Infamous security firm gets €80m CIA deal

The CIA has signed a $100 million (€80m) contract with the private security firm formerly known as Blackwater Worldwide, to guard its facilities in Afghanistan and elsewhere.

Infamous security firm gets €80m CIA deal

The Washington Post, quoting an anonymous industry source, wrote that the classified contract with the renamed Xe Services “is for protective services . . . guard services, in multiple regions.”

The daily reported that two other security contractors, Triple Canopy and DynCorp International, put in losing bids for the Central Intelligence Agency’s business.

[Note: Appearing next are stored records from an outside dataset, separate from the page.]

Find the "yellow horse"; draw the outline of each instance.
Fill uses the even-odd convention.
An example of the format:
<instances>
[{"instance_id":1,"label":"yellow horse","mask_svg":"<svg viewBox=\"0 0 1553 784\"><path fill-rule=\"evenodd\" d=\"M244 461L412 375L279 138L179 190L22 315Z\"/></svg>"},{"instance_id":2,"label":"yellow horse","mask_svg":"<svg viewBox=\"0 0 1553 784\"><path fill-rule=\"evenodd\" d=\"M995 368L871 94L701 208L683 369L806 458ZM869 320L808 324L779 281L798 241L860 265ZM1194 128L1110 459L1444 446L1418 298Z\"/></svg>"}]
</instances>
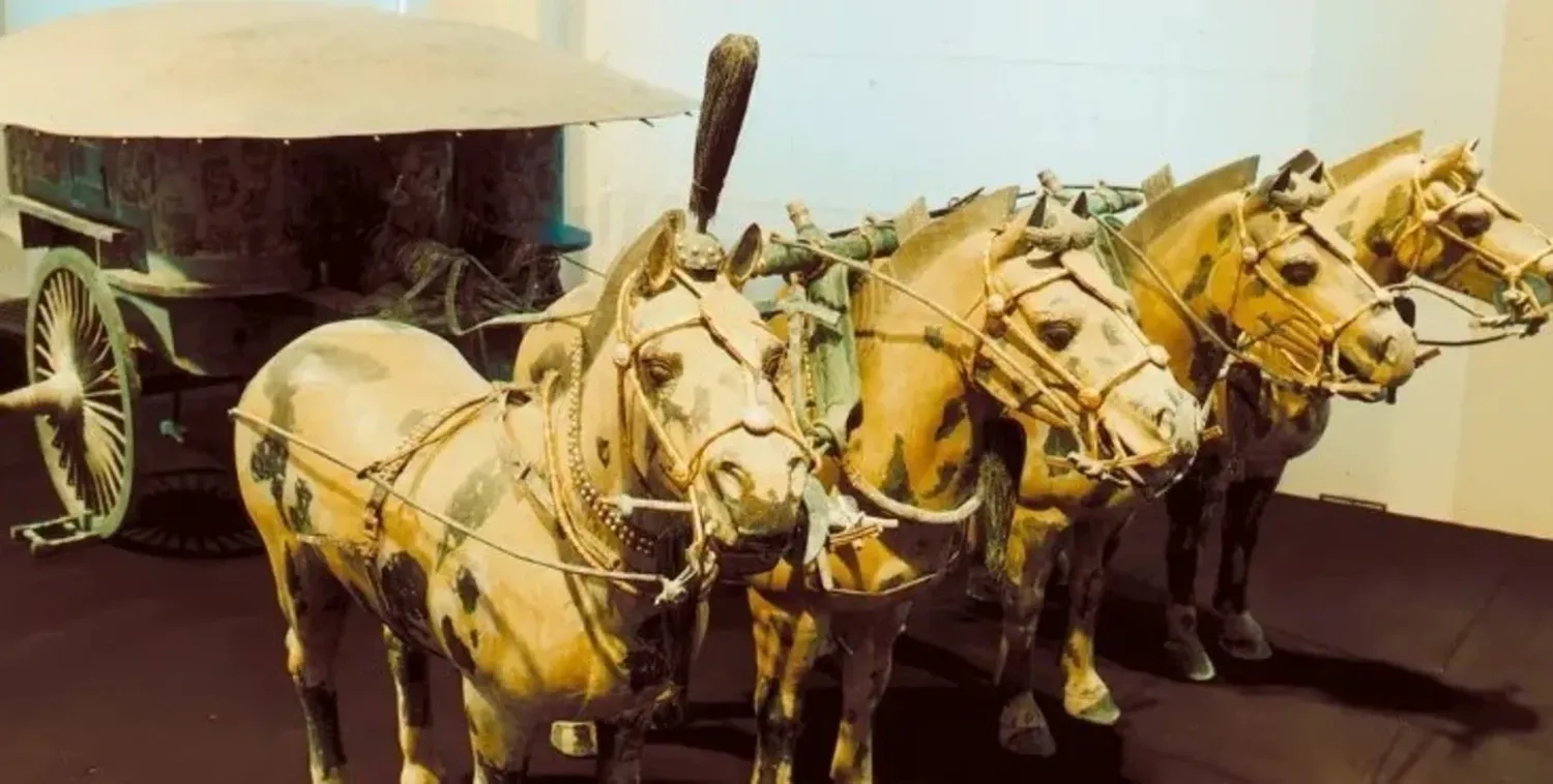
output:
<instances>
[{"instance_id":1,"label":"yellow horse","mask_svg":"<svg viewBox=\"0 0 1553 784\"><path fill-rule=\"evenodd\" d=\"M752 579L753 781L792 779L801 686L831 640L845 652L832 776L873 781L873 714L895 638L916 593L974 546L989 416L1020 410L1065 427L1073 449L1054 460L1155 491L1196 452L1200 410L1090 252L1093 220L1045 199L1011 216L1013 197L997 191L926 225L924 210L909 211L896 222L898 252L862 275L853 300L862 402L822 477L888 522L834 536L817 564L784 560ZM525 338L520 380L545 343L539 331ZM815 517L811 508L809 525Z\"/></svg>"},{"instance_id":2,"label":"yellow horse","mask_svg":"<svg viewBox=\"0 0 1553 784\"><path fill-rule=\"evenodd\" d=\"M1548 317L1553 242L1482 188L1483 169L1461 141L1423 152L1413 132L1364 151L1328 171L1311 154L1303 165L1326 185L1312 220L1353 242L1359 264L1382 286L1423 279L1471 300L1496 303L1483 326L1541 326ZM1222 554L1213 605L1224 616L1221 647L1244 660L1272 655L1252 618L1250 578L1263 509L1289 460L1309 452L1326 428L1329 401L1252 374L1227 379L1221 407L1247 425L1235 456L1218 472L1194 470L1169 497L1171 605L1166 646L1191 680L1214 675L1196 632L1197 560L1214 517L1222 515Z\"/></svg>"},{"instance_id":3,"label":"yellow horse","mask_svg":"<svg viewBox=\"0 0 1553 784\"><path fill-rule=\"evenodd\" d=\"M531 396L371 320L301 335L244 390L241 495L314 784L345 779L334 657L351 598L384 624L401 781L439 781L435 654L463 675L474 781L497 784L523 776L550 722L644 733L719 556L759 570L787 550L812 460L773 387L786 346L739 293L761 234L714 267L690 264L694 238L674 211L626 248L562 348L568 371ZM635 759L601 759L601 781L638 778Z\"/></svg>"},{"instance_id":4,"label":"yellow horse","mask_svg":"<svg viewBox=\"0 0 1553 784\"><path fill-rule=\"evenodd\" d=\"M1255 362L1280 387L1318 394L1376 394L1413 373L1416 343L1391 297L1354 264L1345 242L1306 220L1318 188L1297 163L1261 183L1258 158L1230 163L1157 194L1110 236L1145 334L1166 348L1177 382L1200 401L1232 357ZM1252 356L1250 345L1266 346L1269 359ZM1205 438L1188 477L1233 450L1233 422L1222 410L1213 415L1218 436ZM1056 747L1031 691L1031 652L1058 542L1070 539L1062 705L1109 725L1120 709L1095 668L1104 562L1148 494L1051 463L1048 455L1068 449L1067 433L1017 413L995 424L989 441L983 560L1003 613L995 678L1011 697L999 739L1011 751L1044 756ZM1173 489L1169 497L1185 494Z\"/></svg>"}]
</instances>

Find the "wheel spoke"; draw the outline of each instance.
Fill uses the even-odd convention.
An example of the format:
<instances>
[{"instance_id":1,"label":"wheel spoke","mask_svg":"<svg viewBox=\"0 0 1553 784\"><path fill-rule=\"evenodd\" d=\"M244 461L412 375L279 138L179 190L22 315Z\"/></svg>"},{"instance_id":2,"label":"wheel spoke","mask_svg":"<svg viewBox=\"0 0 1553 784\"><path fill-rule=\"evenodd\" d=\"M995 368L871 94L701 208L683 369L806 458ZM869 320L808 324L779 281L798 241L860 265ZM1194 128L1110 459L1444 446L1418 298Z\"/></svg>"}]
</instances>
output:
<instances>
[{"instance_id":1,"label":"wheel spoke","mask_svg":"<svg viewBox=\"0 0 1553 784\"><path fill-rule=\"evenodd\" d=\"M99 532L118 528L134 481L135 418L130 359L116 303L90 258L56 248L43 258L30 315L31 383L68 376L78 411L37 418L50 478L70 512ZM67 379L59 379L61 382Z\"/></svg>"}]
</instances>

The CIA contract award comes after the US State Department last week awarded Xe a security services contract worth some $120 million (€97m) for work in Afghanistan.

Under the contract, Xe will provide “protective security services” at the US consulates in Herat and Mazar-e-Sharif.

The controversial and secretive Blackwater was thrown into the spotlight after five of its guards were accused of killing 17 unarmed Iraqis in a gun and grenade attack, and wounding some two dozen others during a September 2007 incident at the busy Nisur Square in Baghdad.

Earlier this month, Iraq expelled 250 former employees of the security firm.

The North Carolina-based firm lost its contract to provide security for US embassy diplomats in Baghdad in May 2009 after Iraqis and others repeatedly accused it of adopting a cowboy mentality.